Politics

When Trump Calls a Black Woman ‘Angry,’ He Feeds This Racist Trope


Serena Williams also did not directly address the stereotype in 2018, when an Australian cartoonist drew global ire by depicting her, with exaggerated features, as throwing a tantrum on the court. Ms. Williams was fresh off her loss to Naomi Osaka at the U.S. Open, where she had heated words with an umpire. She did note, when criticism surfaced of her remarks, that she had only complained in a way that white male players have been doing, with impunity, for decades.

In her book “Becoming” and in 2016 interviews with Oprah Winfrey and others, Michelle Obama described how hurt and bewildered she was after being portrayed as an angry Black woman during President Obama’s first presidential campaign.

“That’s the first blowback, because you think, Wow, that is so not me,” she told Ms. Winfrey. “But then you sort of think, Well, this isn’t about me. This is about the people who write it. And then you start thinking, Oh wow, we are so afraid of each other.”

Though the exact origins of the trope are not clear, scholars believe the concept sprang from the post-bellum South, an outgrowth of the mammy archetype — a strong, desexualized authority figure that ruled households assertively. “In some cases that sassiness kind of borders on anger,” said David Pilgrim, a sociologist and the founder of the Jim Crow Museum, a compendium of racist memorabilia housed at Ferris State University, where he is vice president for diversity and inclusion.

The stereotype has been promoted on film and television since at least the 1950s, with the TV arrival of “The Amos ’n’ Andy Show” and the character Sapphire Stevens, played by Ernestine Wade. She was the emasculating and relentlessly volatile foil of her husband, Kingfish. Both characters were written largely by white men.
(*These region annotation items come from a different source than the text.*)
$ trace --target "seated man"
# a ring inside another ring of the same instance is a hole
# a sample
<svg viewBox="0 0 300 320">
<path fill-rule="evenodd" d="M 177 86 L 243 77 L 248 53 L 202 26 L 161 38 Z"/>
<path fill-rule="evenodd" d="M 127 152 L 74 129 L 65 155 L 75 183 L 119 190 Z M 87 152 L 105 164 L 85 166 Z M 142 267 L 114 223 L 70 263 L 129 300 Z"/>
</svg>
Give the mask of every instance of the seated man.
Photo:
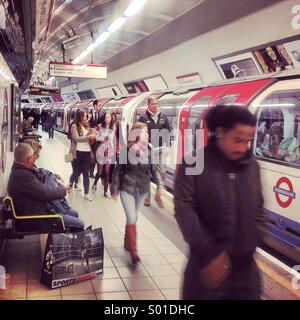
<svg viewBox="0 0 300 320">
<path fill-rule="evenodd" d="M 39 179 L 34 162 L 37 157 L 27 143 L 17 145 L 14 152 L 14 164 L 8 181 L 8 193 L 12 196 L 18 215 L 47 215 L 47 202 L 66 196 L 68 188 L 50 187 Z M 72 231 L 84 229 L 84 223 L 78 218 L 75 210 L 61 215 L 65 226 Z"/>
</svg>

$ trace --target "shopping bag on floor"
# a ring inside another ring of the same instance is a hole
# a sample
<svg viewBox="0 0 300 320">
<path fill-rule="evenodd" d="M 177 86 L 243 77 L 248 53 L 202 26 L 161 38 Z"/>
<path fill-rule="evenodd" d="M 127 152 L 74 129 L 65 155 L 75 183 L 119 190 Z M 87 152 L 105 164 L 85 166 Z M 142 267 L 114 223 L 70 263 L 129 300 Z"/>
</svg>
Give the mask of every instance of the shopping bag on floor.
<svg viewBox="0 0 300 320">
<path fill-rule="evenodd" d="M 103 274 L 102 229 L 49 234 L 41 282 L 59 288 Z"/>
</svg>

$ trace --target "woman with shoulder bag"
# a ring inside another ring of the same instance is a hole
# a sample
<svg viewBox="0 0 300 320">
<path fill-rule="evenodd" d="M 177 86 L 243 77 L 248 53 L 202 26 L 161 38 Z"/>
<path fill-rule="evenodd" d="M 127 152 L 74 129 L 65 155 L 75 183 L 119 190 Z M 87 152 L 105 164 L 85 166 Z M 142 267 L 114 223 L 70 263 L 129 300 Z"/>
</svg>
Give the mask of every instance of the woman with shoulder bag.
<svg viewBox="0 0 300 320">
<path fill-rule="evenodd" d="M 130 251 L 133 265 L 140 261 L 136 249 L 136 222 L 138 211 L 149 189 L 151 175 L 159 193 L 163 188 L 156 166 L 151 163 L 148 140 L 147 124 L 135 123 L 129 132 L 127 146 L 120 152 L 119 163 L 113 173 L 112 197 L 117 199 L 120 193 L 126 215 L 124 247 Z M 121 164 L 124 157 L 127 157 L 127 161 L 123 162 L 127 163 Z"/>
<path fill-rule="evenodd" d="M 96 141 L 100 142 L 96 151 L 97 174 L 92 189 L 97 190 L 98 180 L 104 176 L 104 197 L 107 198 L 109 173 L 115 158 L 116 130 L 113 126 L 111 114 L 106 112 L 99 128 Z"/>
<path fill-rule="evenodd" d="M 74 174 L 71 176 L 70 185 L 78 180 L 82 173 L 84 199 L 91 201 L 89 197 L 89 169 L 91 165 L 91 146 L 90 142 L 96 139 L 95 134 L 89 134 L 88 123 L 85 120 L 85 112 L 79 110 L 76 114 L 75 122 L 71 125 L 71 152 L 74 158 Z"/>
</svg>

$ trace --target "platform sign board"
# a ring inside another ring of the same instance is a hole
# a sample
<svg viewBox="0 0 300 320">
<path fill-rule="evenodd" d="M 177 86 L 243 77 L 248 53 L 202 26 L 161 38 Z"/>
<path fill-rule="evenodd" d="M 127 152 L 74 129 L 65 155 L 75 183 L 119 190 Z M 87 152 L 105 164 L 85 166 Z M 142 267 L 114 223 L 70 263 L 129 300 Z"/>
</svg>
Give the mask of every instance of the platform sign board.
<svg viewBox="0 0 300 320">
<path fill-rule="evenodd" d="M 50 77 L 106 79 L 107 65 L 49 62 Z"/>
</svg>

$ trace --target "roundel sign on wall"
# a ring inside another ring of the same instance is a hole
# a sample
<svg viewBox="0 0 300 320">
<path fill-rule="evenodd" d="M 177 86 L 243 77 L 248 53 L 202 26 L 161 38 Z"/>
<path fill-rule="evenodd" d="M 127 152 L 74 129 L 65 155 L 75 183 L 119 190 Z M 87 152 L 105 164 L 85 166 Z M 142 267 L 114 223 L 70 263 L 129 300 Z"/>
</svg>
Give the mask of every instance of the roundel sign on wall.
<svg viewBox="0 0 300 320">
<path fill-rule="evenodd" d="M 275 198 L 277 203 L 282 208 L 287 208 L 291 205 L 294 199 L 296 199 L 296 193 L 294 192 L 293 184 L 287 177 L 281 177 L 273 187 Z"/>
</svg>

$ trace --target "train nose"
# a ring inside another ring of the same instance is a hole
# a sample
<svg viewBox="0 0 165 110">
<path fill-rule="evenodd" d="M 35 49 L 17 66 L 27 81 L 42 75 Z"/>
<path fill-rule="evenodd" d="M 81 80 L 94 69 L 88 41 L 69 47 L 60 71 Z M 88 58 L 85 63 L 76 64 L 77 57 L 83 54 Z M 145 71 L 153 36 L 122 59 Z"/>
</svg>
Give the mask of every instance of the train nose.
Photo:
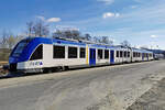
<svg viewBox="0 0 165 110">
<path fill-rule="evenodd" d="M 9 69 L 10 69 L 10 72 L 16 72 L 16 67 L 18 67 L 16 63 L 10 64 Z"/>
</svg>

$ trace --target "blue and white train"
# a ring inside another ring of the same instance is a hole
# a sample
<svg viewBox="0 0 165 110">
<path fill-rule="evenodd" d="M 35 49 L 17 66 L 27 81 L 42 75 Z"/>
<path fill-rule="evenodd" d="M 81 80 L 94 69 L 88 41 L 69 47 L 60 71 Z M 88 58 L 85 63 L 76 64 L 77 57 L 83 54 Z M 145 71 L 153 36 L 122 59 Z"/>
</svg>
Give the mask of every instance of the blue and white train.
<svg viewBox="0 0 165 110">
<path fill-rule="evenodd" d="M 61 38 L 28 37 L 9 57 L 10 72 L 48 72 L 56 68 L 111 65 L 152 61 L 145 50 L 75 42 Z"/>
</svg>

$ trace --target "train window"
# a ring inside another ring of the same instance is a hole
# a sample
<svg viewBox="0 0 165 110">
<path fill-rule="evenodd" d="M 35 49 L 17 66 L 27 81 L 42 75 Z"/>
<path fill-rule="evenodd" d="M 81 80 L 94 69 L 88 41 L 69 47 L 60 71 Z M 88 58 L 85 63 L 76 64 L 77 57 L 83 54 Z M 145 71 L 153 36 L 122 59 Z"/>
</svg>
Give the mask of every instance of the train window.
<svg viewBox="0 0 165 110">
<path fill-rule="evenodd" d="M 127 52 L 124 52 L 124 57 L 127 57 Z"/>
<path fill-rule="evenodd" d="M 68 47 L 68 58 L 77 58 L 77 47 Z"/>
<path fill-rule="evenodd" d="M 102 50 L 98 50 L 98 58 L 102 59 Z"/>
<path fill-rule="evenodd" d="M 130 57 L 130 52 L 128 52 L 128 57 Z"/>
<path fill-rule="evenodd" d="M 106 59 L 109 58 L 109 50 L 105 50 L 105 58 L 106 58 Z"/>
<path fill-rule="evenodd" d="M 123 57 L 123 52 L 122 51 L 120 51 L 120 57 Z"/>
<path fill-rule="evenodd" d="M 65 46 L 53 46 L 53 58 L 65 58 Z"/>
<path fill-rule="evenodd" d="M 40 45 L 32 54 L 30 61 L 42 59 L 42 58 L 43 58 L 43 45 Z"/>
<path fill-rule="evenodd" d="M 135 52 L 133 52 L 133 57 L 135 57 Z"/>
<path fill-rule="evenodd" d="M 117 57 L 119 57 L 119 51 L 117 51 Z"/>
<path fill-rule="evenodd" d="M 79 55 L 80 55 L 80 58 L 85 58 L 86 57 L 86 48 L 85 47 L 80 47 Z"/>
</svg>

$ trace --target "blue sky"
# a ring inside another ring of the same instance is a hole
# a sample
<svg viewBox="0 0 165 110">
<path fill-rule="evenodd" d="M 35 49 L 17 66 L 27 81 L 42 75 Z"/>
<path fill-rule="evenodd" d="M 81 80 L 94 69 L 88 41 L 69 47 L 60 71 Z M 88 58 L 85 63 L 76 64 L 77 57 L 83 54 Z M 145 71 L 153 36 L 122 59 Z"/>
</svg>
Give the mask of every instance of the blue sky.
<svg viewBox="0 0 165 110">
<path fill-rule="evenodd" d="M 164 0 L 1 0 L 0 32 L 24 33 L 26 22 L 41 19 L 51 31 L 79 29 L 108 35 L 114 44 L 165 50 Z M 158 45 L 158 47 L 157 47 Z"/>
</svg>

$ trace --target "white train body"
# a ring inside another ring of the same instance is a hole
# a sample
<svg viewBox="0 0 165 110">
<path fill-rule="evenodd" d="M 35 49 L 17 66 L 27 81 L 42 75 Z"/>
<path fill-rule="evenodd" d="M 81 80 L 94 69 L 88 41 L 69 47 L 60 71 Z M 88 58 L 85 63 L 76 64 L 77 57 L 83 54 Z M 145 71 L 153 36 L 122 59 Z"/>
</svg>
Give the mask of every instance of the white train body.
<svg viewBox="0 0 165 110">
<path fill-rule="evenodd" d="M 18 51 L 19 47 L 22 50 Z M 34 37 L 18 43 L 9 63 L 11 72 L 33 73 L 56 67 L 111 65 L 152 59 L 153 53 L 144 50 Z"/>
</svg>

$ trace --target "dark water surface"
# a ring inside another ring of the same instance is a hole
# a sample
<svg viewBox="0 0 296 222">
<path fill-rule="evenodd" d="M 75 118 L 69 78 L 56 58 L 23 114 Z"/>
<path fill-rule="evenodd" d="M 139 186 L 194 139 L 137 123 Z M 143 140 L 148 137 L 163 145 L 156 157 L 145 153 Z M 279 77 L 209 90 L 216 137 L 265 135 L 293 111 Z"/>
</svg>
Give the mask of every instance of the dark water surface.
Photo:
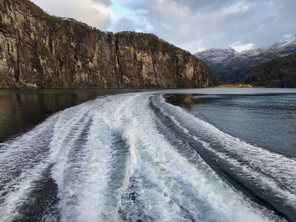
<svg viewBox="0 0 296 222">
<path fill-rule="evenodd" d="M 296 90 L 118 92 L 0 91 L 0 221 L 296 221 Z"/>
<path fill-rule="evenodd" d="M 28 131 L 59 110 L 119 89 L 0 89 L 0 143 Z"/>
</svg>

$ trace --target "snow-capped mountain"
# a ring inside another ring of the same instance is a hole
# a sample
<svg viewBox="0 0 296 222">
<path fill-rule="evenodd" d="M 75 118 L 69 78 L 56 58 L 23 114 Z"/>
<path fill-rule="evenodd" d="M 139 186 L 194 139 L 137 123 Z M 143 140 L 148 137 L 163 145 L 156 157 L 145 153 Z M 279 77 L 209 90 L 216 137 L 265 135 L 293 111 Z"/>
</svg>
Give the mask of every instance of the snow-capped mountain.
<svg viewBox="0 0 296 222">
<path fill-rule="evenodd" d="M 228 74 L 295 52 L 296 35 L 271 45 L 241 52 L 237 52 L 229 46 L 220 46 L 194 55 L 209 65 L 216 74 L 227 81 Z"/>
</svg>

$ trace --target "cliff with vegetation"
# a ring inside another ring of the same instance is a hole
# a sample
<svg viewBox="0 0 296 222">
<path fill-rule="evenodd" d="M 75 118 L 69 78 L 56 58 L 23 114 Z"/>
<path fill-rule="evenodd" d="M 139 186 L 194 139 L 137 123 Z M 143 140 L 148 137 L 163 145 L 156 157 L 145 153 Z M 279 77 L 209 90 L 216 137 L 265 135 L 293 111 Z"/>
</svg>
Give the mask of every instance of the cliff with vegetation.
<svg viewBox="0 0 296 222">
<path fill-rule="evenodd" d="M 296 88 L 296 53 L 254 66 L 245 70 L 246 84 L 267 87 Z"/>
<path fill-rule="evenodd" d="M 50 16 L 27 0 L 0 0 L 0 88 L 216 86 L 211 68 L 152 34 L 104 33 Z"/>
</svg>

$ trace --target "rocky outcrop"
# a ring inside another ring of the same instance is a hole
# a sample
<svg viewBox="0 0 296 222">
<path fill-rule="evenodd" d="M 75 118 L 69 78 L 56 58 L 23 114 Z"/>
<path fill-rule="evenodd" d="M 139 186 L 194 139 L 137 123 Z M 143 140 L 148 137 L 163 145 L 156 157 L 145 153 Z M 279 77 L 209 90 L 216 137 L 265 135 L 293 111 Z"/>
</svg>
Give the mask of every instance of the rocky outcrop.
<svg viewBox="0 0 296 222">
<path fill-rule="evenodd" d="M 252 66 L 296 52 L 296 35 L 271 45 L 236 52 L 229 46 L 213 48 L 194 55 L 227 82 L 241 80 Z"/>
<path fill-rule="evenodd" d="M 0 0 L 0 87 L 191 88 L 220 79 L 202 61 L 151 34 L 104 33 Z"/>
</svg>

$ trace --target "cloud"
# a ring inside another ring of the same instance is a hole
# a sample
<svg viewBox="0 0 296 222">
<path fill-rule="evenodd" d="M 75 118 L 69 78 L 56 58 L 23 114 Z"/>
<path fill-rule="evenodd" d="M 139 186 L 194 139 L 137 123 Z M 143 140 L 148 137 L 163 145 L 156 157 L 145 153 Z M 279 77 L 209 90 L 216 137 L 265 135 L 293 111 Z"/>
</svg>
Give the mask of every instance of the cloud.
<svg viewBox="0 0 296 222">
<path fill-rule="evenodd" d="M 105 30 L 112 17 L 111 0 L 33 0 L 43 10 L 63 17 L 74 18 Z"/>
<path fill-rule="evenodd" d="M 252 43 L 242 44 L 240 41 L 234 42 L 233 44 L 230 45 L 230 46 L 235 49 L 235 51 L 237 52 L 240 52 L 254 47 Z"/>
<path fill-rule="evenodd" d="M 103 30 L 152 32 L 192 53 L 220 45 L 241 51 L 296 34 L 295 0 L 33 0 Z"/>
</svg>

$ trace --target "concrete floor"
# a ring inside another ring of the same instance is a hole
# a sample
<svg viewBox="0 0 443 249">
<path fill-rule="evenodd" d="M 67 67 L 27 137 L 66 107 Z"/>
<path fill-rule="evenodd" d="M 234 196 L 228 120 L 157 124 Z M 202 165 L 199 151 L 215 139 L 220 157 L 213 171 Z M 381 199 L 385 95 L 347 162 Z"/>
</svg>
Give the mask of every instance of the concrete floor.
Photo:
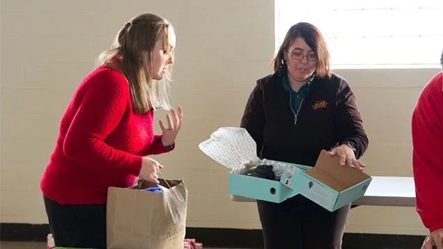
<svg viewBox="0 0 443 249">
<path fill-rule="evenodd" d="M 206 248 L 208 249 L 224 249 L 215 248 Z M 13 242 L 13 241 L 0 241 L 0 249 L 46 249 L 46 243 L 42 242 Z M 241 248 L 231 248 L 241 249 Z"/>
</svg>

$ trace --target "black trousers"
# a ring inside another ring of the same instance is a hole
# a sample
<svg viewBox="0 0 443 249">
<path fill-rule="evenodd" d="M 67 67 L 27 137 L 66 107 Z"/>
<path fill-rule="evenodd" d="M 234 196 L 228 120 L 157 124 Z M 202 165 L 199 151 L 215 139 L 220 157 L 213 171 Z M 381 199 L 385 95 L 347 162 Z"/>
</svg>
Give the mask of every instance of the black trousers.
<svg viewBox="0 0 443 249">
<path fill-rule="evenodd" d="M 301 195 L 257 201 L 265 249 L 341 249 L 350 204 L 330 212 Z"/>
<path fill-rule="evenodd" d="M 56 246 L 106 249 L 106 204 L 62 205 L 43 195 Z"/>
</svg>

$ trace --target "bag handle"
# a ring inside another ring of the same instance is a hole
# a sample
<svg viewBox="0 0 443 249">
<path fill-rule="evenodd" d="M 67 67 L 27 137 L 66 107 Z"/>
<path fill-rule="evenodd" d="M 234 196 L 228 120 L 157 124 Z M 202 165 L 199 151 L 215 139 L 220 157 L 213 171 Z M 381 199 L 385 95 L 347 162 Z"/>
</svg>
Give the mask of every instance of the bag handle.
<svg viewBox="0 0 443 249">
<path fill-rule="evenodd" d="M 171 185 L 169 185 L 169 184 L 168 183 L 168 180 L 166 180 L 166 179 L 164 178 L 164 176 L 163 176 L 163 174 L 162 174 L 160 170 L 158 170 L 157 172 L 159 172 L 159 174 L 160 174 L 160 176 L 162 177 L 162 178 L 163 178 L 164 179 L 164 182 L 166 182 L 166 185 L 168 185 L 168 187 L 169 187 L 169 188 L 172 188 L 171 187 Z"/>
</svg>

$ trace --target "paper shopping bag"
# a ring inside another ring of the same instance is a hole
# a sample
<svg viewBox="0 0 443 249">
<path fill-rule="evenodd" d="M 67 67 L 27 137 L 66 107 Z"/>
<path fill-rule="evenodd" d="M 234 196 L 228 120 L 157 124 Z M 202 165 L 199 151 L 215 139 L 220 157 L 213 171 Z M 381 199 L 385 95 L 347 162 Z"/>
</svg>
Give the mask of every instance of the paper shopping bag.
<svg viewBox="0 0 443 249">
<path fill-rule="evenodd" d="M 155 186 L 143 180 L 108 188 L 108 249 L 183 248 L 187 190 L 181 180 L 159 181 L 164 193 L 141 190 Z"/>
</svg>

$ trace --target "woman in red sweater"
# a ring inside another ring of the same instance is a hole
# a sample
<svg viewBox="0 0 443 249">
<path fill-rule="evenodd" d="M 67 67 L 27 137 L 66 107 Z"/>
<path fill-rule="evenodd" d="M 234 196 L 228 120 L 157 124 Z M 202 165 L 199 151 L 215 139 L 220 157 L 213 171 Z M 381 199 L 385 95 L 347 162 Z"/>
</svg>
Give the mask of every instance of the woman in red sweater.
<svg viewBox="0 0 443 249">
<path fill-rule="evenodd" d="M 146 156 L 173 150 L 182 119 L 167 97 L 175 45 L 171 23 L 140 15 L 74 93 L 40 181 L 56 246 L 106 248 L 108 187 L 129 187 L 137 177 L 158 183 L 163 166 Z M 171 115 L 155 135 L 160 108 Z"/>
<path fill-rule="evenodd" d="M 440 59 L 443 69 L 443 53 Z M 443 72 L 425 86 L 412 114 L 416 208 L 430 232 L 423 249 L 443 249 Z"/>
</svg>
The character type was replicated on other television series (the dominating Aunt Esther in “Sanford and Son,” the glowering Pam James on “Martin”) and in films (Terri, the fiery female cutter in “Barbershop”), until “Sapphire” became its own category. It’s the woman with the smacking retort, the flip side of categorizing Black men as overwhelmingly physically threatening, except when they are at the mercy of their Sapphires.